Combination of revascularization and aerobic exercise versus aerobic exercise alone

Six randomized trials (including 4 extended-timepoint evaluations) evaluated the combination of LER and ET versus ET alone. For all the assessed outcomes, with there was 1 relatively higher-quality study for the 6-month to 12-month and 12-month to 18-month follow-up timepoints, with generally concordant lower-quality studies supporting these trends (Table 7). At these timepoints, the combination of therapies was favored over ET alone, with an average net percent benefit of 156% (as measured by ETT; 1 higher-quality trial) (Supplemental Tables 15 to 17). Long-term outcomes were informed only by relatively lower-quality studies that still favored the combination of therapies over ET alone.

Table 7

Comparison of Randomized Controlled Trials Evaluating the Combination of Lower Extremity Revascularization With Aerobic Exercise Therapy Versus Aerobic Exercise Therapy Alone

Intervention	Control	Outcome	<6 Months	6–12 Months	12–18 Months	>18 Months
LER + exercise	Exercise alone	Peak walking performance
Direction of benefit			—	↑	↑	↑
Strength of evidence (number of higher- vs. lower-quality studies)			—	B (1 vs. 2)	B (1 vs. 3)	C (0 vs. 2)
LER + exercise	Exercise alone	Claudication onset
Direction of benefit			—	↑	↑	⊘
Strength of evidence (number of higher- vs. lower-quality studies)			—	C (1 vs. 1)	B (1 vs. 2)	E (0 vs. 2)
LER + exercise	Exercise alone	Need for post-randomization revascularization
Direction of benefit			—	—	↑	↑
Strength of evidence (number of higher- vs. lower-quality studies)			—	—	B (1 vs. 1)	D (0 vs. 1)
LER + exercise	Exercise alone	SF-36, SF-12
Direction of benefit			—	↑	↑	⊘
Strength of evidence (number of higher- vs. lower-quality studies)			—	B (1 vs. 1)	B (1 vs. 1)	E (0 vs. 2)
LER + exercise	Exercise alone	Walking Impairment Questionnaire
Direction of benefit			—	—	—	—
Strength of evidence (number of higher- vs. lower-quality studies)			—	—	—	—
LER + exercise	Exercise alone	VascuQOL
Direction of benefit			—	↑	↑	↑
Strength of evidence (number of higher- vs. lower-quality studies)			—	C (1 vs. 1)	B (1 vs. 1)	D (0 vs. 1)
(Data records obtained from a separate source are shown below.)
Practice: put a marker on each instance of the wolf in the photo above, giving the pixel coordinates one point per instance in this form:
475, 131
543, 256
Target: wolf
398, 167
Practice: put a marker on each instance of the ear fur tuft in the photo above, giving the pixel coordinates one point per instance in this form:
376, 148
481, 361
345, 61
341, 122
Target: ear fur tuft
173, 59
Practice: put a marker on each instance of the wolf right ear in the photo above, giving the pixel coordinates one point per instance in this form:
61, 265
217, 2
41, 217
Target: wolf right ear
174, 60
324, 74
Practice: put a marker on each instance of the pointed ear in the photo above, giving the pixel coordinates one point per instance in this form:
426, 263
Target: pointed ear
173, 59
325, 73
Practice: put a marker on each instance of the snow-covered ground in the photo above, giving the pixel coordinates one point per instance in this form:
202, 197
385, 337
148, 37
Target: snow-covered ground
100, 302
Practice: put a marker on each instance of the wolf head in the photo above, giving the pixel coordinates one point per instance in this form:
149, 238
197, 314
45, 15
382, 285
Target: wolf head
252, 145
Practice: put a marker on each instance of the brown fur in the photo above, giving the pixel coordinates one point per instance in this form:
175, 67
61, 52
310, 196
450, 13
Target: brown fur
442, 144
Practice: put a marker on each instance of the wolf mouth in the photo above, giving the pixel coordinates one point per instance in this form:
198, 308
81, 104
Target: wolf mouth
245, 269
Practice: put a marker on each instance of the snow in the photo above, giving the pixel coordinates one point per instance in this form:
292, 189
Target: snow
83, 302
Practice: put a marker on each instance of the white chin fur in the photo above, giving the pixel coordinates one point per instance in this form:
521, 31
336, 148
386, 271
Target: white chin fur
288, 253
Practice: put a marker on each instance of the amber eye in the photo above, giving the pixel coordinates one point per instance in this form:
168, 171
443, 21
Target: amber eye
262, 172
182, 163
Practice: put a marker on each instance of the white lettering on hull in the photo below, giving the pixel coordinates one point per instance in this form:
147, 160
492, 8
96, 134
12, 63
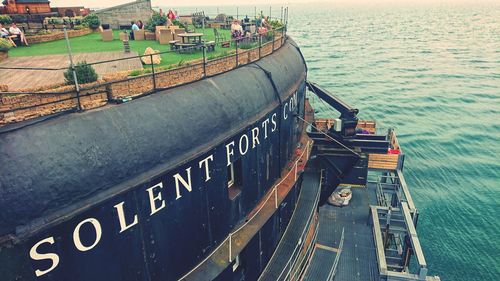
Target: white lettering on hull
155, 192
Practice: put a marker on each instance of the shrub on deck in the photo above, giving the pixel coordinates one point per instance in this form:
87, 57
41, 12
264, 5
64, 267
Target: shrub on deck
156, 20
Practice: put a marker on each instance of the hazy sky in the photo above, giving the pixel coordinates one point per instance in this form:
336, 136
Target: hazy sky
178, 3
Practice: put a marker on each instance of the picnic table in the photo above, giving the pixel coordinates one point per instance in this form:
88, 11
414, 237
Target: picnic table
191, 38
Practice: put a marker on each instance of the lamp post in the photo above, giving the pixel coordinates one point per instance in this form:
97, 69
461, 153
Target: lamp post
28, 11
Follow-up time periods included <6 months, 6 to 12 months, 12 to 18 months, and long-term follow-up extending beyond 18 months. ↑ indicated that results favored the intervention, ↓ indicated that results favored the control, ↔ indicated that results were neutral and favored neither the intervention nor the control, and ⊘ indicated equivocal results and cannot be determined because of conflicting results among studies. Three articles contributed to the data shown in this table.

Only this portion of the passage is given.